Se dice que hace siglos, mucho antes de la construcción de la ciudad, los chichicuilotes revoloteaban para alimentarse de algunos pececillos y renacuajos que vivían en las aguas del lago. Cierto día, uno de estos chichicuilotes se posó en la rama de un árbol.
En plena quietud, comenzó a analizar su fisonomía, pues inconforme con sus patas largas y muy delgadas, pensaba que carecía de estética y le dotaban de una desproporción corporal que no le agradaba. Sin embargo, un ajolote pudo escuchar la incomodidad del chichicuilote.
El ajolote al verlo entristecido y refunfuñando, cauto, se acercó al chichicuilote para tratar de consolarlo con fundamentos que, en alguna ocasión había escuchado de las deidades. Le hizo ver que durante mucho tiempo, los dioses habían dado a esta avecilla una labor de entera trascendencia.

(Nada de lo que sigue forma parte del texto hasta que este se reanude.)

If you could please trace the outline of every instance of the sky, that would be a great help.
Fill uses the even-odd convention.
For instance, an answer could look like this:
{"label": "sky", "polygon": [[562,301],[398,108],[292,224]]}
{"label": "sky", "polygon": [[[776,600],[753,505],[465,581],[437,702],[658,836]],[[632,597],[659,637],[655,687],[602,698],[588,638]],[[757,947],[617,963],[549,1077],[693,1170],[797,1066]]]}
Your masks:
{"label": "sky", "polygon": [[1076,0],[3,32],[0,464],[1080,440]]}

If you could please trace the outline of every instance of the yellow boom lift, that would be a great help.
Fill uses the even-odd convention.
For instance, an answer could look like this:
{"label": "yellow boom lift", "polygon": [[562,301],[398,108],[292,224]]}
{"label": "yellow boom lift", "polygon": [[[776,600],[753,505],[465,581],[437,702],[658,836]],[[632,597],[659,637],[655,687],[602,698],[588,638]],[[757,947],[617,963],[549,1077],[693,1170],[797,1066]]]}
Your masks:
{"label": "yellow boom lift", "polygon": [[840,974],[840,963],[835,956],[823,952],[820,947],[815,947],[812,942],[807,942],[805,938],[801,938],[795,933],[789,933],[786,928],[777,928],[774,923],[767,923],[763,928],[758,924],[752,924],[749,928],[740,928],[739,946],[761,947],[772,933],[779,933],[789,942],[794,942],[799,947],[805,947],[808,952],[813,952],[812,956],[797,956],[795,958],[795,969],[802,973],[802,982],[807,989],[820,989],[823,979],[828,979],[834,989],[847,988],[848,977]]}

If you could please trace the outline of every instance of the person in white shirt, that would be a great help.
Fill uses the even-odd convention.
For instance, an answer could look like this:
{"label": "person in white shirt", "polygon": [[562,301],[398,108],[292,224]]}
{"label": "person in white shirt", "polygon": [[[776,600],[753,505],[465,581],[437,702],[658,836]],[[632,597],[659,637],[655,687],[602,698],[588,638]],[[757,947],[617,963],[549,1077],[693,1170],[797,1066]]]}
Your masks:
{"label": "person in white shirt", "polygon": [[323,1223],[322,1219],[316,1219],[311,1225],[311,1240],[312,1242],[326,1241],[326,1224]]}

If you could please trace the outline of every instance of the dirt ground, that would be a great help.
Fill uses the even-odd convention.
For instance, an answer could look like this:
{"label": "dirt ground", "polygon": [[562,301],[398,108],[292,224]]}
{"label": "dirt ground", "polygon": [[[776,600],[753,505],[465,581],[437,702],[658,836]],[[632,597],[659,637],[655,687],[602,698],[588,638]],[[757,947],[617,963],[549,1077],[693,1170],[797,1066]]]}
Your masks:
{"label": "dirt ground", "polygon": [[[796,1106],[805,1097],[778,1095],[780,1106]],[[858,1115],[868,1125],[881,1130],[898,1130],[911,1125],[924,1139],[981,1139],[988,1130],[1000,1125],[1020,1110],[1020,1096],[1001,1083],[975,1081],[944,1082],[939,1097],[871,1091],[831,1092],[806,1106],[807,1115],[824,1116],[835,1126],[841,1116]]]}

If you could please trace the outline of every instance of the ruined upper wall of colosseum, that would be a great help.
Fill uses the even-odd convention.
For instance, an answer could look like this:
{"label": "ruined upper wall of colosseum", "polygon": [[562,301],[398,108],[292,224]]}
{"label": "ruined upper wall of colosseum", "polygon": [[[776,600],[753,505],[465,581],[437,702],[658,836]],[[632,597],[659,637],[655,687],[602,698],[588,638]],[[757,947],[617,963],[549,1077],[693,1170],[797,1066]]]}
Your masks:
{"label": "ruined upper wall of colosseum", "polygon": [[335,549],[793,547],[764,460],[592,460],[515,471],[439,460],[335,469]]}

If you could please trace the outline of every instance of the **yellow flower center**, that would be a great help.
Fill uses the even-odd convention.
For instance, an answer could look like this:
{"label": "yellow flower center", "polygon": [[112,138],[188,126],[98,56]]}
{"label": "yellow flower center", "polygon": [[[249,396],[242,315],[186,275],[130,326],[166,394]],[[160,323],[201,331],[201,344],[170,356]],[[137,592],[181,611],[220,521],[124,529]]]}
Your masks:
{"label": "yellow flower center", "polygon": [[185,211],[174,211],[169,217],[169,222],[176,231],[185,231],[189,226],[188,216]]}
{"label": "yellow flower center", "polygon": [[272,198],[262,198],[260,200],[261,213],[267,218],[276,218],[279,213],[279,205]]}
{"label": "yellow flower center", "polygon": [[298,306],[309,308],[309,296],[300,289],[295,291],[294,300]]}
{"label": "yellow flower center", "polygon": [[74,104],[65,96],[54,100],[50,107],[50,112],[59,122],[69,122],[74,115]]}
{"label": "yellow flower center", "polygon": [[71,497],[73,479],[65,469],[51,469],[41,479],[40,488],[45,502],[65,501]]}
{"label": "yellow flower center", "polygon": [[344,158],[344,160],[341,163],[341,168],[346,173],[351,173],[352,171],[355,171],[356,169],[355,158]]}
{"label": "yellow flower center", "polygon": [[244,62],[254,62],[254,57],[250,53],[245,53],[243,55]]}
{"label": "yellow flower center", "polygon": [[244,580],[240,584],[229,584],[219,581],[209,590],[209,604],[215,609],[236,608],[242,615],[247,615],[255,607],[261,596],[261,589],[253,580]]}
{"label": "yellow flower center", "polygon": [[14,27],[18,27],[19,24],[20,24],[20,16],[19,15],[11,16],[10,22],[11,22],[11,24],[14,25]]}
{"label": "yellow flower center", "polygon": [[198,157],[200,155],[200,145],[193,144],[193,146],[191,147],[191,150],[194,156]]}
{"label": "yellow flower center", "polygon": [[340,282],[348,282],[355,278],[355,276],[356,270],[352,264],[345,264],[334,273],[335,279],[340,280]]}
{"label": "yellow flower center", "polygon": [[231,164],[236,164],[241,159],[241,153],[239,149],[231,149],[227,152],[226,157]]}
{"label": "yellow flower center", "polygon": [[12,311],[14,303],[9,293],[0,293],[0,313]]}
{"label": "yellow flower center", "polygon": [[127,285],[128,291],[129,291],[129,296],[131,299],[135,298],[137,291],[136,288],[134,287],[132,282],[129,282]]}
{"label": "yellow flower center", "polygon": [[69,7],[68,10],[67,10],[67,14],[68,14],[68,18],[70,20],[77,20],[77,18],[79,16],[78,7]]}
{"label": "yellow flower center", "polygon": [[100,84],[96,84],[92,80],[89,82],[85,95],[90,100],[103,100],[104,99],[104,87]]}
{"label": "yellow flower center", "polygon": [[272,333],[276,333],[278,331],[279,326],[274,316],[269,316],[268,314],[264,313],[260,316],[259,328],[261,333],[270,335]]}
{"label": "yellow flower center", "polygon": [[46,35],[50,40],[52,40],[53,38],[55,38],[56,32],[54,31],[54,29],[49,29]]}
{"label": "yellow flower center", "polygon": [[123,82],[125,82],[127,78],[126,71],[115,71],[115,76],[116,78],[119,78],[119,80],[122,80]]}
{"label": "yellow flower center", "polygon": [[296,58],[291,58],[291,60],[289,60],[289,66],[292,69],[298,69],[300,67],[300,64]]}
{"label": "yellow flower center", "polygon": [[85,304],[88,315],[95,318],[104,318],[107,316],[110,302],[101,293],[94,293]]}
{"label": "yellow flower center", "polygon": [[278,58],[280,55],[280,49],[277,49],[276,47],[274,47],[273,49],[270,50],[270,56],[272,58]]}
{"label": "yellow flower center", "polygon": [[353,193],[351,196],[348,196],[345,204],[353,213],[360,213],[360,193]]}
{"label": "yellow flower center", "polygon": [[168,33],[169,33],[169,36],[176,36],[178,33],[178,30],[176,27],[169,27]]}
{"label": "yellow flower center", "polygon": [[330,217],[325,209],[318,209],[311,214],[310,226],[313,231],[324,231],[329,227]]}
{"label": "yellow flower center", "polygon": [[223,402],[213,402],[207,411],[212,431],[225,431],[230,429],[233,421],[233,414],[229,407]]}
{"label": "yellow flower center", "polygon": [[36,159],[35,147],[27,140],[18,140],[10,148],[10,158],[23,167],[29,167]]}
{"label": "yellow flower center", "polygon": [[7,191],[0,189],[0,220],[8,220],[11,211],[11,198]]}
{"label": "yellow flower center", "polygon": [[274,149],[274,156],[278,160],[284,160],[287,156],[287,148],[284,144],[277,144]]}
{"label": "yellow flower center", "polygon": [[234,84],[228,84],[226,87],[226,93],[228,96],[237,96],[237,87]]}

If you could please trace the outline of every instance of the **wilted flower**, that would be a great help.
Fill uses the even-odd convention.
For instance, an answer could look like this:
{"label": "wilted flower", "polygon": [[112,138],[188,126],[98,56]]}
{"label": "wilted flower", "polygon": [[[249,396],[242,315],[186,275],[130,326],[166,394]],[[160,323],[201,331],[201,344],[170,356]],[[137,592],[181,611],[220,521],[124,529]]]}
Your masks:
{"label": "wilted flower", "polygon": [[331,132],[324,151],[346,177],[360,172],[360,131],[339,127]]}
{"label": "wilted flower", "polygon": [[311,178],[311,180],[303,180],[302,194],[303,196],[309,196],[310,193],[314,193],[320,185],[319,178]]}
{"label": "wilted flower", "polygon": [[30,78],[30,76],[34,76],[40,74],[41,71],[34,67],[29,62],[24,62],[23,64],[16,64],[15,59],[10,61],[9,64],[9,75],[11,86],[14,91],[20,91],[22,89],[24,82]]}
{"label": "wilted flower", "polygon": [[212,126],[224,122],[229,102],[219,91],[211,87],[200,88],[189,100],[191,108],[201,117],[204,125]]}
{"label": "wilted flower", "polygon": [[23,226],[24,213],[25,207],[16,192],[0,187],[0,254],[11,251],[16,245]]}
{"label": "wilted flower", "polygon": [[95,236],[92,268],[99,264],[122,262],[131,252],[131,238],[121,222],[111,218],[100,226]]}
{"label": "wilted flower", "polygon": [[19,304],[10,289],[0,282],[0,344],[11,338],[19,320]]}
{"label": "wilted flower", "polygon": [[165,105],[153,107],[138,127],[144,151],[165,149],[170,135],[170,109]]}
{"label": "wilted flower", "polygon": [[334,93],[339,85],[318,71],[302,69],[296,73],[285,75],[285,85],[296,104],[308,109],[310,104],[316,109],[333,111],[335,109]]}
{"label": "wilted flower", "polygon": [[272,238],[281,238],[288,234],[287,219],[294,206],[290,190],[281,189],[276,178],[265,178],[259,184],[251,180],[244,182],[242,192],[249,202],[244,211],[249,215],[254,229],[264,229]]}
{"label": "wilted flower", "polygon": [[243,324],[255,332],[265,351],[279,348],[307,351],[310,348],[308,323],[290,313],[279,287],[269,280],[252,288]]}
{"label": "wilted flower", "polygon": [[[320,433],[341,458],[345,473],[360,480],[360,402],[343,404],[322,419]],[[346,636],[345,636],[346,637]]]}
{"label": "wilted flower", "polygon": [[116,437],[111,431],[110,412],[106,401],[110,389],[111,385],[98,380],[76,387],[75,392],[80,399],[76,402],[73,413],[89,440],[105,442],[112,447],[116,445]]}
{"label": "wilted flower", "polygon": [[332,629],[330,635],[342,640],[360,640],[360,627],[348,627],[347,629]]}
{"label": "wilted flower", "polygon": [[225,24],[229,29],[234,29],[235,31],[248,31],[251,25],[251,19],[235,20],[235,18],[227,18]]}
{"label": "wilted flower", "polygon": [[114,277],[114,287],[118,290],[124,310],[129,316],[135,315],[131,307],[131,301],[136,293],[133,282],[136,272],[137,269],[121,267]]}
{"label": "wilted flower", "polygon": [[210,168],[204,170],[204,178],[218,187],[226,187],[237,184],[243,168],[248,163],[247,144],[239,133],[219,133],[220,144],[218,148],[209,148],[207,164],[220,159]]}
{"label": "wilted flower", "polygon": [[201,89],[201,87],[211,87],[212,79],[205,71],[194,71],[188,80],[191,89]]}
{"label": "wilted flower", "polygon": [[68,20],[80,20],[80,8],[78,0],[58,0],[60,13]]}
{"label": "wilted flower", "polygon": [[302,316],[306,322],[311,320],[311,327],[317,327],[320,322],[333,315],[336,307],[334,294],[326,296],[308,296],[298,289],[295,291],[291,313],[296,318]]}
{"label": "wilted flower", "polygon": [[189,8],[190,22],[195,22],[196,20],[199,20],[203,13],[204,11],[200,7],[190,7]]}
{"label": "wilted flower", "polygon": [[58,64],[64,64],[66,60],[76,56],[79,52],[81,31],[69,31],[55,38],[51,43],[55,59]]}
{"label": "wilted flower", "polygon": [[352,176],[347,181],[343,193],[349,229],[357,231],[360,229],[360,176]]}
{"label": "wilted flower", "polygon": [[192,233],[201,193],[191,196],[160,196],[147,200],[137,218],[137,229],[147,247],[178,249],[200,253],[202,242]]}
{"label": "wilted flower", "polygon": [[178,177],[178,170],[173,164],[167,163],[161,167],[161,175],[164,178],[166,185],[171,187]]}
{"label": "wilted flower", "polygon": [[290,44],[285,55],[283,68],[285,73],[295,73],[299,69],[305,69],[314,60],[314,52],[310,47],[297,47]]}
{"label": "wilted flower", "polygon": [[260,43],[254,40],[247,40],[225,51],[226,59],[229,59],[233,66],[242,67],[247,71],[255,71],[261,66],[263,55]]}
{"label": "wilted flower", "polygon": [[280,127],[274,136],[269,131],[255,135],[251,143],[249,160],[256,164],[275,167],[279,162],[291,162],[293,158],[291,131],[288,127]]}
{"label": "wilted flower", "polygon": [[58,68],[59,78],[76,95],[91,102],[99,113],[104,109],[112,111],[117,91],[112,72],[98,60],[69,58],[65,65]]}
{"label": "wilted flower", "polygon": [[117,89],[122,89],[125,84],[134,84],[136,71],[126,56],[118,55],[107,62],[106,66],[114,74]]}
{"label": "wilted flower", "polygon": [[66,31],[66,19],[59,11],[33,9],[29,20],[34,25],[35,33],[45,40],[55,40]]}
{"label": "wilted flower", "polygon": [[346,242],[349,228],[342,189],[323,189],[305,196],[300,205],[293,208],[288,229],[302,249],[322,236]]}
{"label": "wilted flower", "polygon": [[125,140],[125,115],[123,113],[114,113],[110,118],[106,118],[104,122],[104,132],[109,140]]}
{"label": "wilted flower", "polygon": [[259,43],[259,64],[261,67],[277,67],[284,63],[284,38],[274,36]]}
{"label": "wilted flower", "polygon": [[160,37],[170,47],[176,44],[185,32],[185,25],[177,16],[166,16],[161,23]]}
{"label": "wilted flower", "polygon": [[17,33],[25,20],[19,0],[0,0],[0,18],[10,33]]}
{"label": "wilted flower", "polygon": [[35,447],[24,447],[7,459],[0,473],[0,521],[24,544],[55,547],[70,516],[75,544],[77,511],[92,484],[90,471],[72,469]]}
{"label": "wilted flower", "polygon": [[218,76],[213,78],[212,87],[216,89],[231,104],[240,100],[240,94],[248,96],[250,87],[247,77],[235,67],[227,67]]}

Al principio no entendía el chichicuilote cuál era la finalidad de su existencia, por lo que presto y atento continúo escuchando lo que el ajolote le decía. Fue entonces que comenzó a esclarecer la encomienda de los seres celestiales, cuando el ajolote le vaticinó que pronto los mexicas se asentarían en el Lago de Texcoco.
Al llegar a fundar la Gran Tenochtitlan, los chichicuilotes servirían de alimento a los exhaustos exploradores, quienes por mandato de las divinidades se quedaría a vivir ahí para, además, consolidar el imperio mexica de enorme poderío.
Sus patas largas y pico afilado, le servirían al chichicuilote para no padecer ninguna problemática al momento de alimentarse en las orillas del lago y de esa forma ser parte integral de la cocina prehispánica que hasta el día de hoy es una herencia más del México antiguo.